正しいお詫びの仕方

 

 外務省の出鱈目ぶりには、日本国民の誰もが憤慨し、憤激しているところだが、昨夜のテレビに出てきたお詫び会見は噴飯ものだった。

 記者団からなぜ外相が出てこないのかと問われて答えに窮し、立ち往生する様子が映し出された。しかし普段、次官以下の厄人諸君が外相を無視していることからすれば、そこでうろたえる必要はなかろうに。俺たちがこうして謝っているんだからそれでいいじゃないかと何故言えないのか。

 つまりは形だけの儀式で、心底悪かったとは思っていないからそうなるので、1人ぐらいは死んでお詫びしますと腹かき切って見せたらどうなのか。そこまでいかなくても、お詫びの席にヒゲを生やしたまま威張って出て来るやつがあるもんか。

 お詫びの儀式ならば儀式らしく、ヒゲを剃るのは勿論、頭も丸めてくるのが正しい作法というものである。

 記者団の方も外相はどうしたとか、記者会見のことは知らせたのかなどと詰まらぬことにこだわるのはどういうことか。20年前からつづいている不祥事が3か月前に就任したばかりの女大臣に関係のないことは明らかで、これまた厄人と組んで真紀子いじめになるだけのことではないか。

 そんな無関係の素人に頭を下げてもらう必要はあるまい。それよりも目の前にいる痔官以下の患部連中に、もっと真っ当な質問によって注射をする必要がある。

「こうなっても個人的犯罪と言い張るつもりか」
「課長補佐程度の個人がそんなに簡単に公金を横領できるのか」
「役所の予算は君たちのものではない。国民の懐から盗むことだとは思わぬか」
「課長補佐の仮払い金の精算は誰と誰がチェックするのか」
「それとも外務省には、そういうチェックシステムはないのか」
「いったい会計監査の体制はどうなっているのか」
「何故ここに公金横領の舞台を提供したホテルの代表はいないのか」
「高級外車を2台も譲り渡したハイヤー会社の社長はどうした」
「自分たちは知らなかったなどと、どうして言えるのか」
「これは他人事とでも思っているのではないのか」
「そう思ってないと言うなら、君たち自身の監督責任についてどうする積もりか」
「一緒になって金を使ったんじゃないのか」

 記者諸君も普段は国民の代表などとうそぶきながら、この程度の質問もできないのは、よほど頭が悪いのか、そうでなけりゃ外務省の記者クラブに巣くう同じ穴のグルだからではないのか。まさか、室長や課長補佐と一緒に公金で飲み食いしてたんじゃあるまいね。

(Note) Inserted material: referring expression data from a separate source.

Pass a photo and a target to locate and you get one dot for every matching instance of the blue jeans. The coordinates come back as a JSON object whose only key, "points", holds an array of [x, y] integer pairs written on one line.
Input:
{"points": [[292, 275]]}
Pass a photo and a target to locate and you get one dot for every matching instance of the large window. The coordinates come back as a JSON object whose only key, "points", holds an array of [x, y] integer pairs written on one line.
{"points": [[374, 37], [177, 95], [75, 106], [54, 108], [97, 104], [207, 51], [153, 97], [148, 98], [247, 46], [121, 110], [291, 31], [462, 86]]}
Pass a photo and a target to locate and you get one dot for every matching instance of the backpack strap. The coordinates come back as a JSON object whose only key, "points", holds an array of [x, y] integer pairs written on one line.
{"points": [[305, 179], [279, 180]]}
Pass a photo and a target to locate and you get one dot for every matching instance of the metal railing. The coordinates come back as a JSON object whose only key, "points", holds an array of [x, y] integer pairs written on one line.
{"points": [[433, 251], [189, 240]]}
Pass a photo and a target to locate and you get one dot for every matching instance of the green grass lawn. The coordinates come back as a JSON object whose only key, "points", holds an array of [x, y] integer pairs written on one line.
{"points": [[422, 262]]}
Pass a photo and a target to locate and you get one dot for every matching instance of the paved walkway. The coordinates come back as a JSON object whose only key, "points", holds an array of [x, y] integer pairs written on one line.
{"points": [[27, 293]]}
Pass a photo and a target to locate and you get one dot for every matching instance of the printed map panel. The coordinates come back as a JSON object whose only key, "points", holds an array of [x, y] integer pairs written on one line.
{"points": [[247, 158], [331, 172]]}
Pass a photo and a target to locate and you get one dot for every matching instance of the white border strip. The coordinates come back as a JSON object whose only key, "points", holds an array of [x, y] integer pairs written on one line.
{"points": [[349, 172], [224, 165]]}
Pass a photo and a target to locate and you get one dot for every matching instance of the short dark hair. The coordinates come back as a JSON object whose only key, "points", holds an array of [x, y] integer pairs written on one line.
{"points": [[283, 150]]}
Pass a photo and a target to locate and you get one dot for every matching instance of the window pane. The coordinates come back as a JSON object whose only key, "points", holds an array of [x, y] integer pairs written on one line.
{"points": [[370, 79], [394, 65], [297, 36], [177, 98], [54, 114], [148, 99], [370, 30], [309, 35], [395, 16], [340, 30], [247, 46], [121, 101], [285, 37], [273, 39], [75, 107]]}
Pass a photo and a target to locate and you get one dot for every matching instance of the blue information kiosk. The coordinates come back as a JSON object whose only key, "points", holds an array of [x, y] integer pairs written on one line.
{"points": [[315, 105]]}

 そういえば、NHKなどのテレビ局が、外務省の犯人たちに、なんとか課長補佐とかだれそれ室長とかぼうぼう元領事などと、いちいち肩書きだか敬称だかをつけて放送するのはどういうわけか。いつもご馳走になったり、いろいろ世話になったりしているからじゃないのか。

 なぜ呼び捨てにできないのか。外務省本来の職務とは逆に、これだけ世界中に恥をさらしてしまっては、最早まともな外交などできやしないだろう。その外交患たちに課長補佐も室長もないもんだ。

 日本国の体面をぶち壊しにしてしまった犯人たちには敬称をつけておきながら、真の日米親善外交を展開し、国威を発揚してくれているイチローやシンジョーを呼び捨てにするとは何事であるか。

 これからは首位打者イチロー殿とか四番打者シンジョー様などの肩書きと敬称をつけて放送すべきである。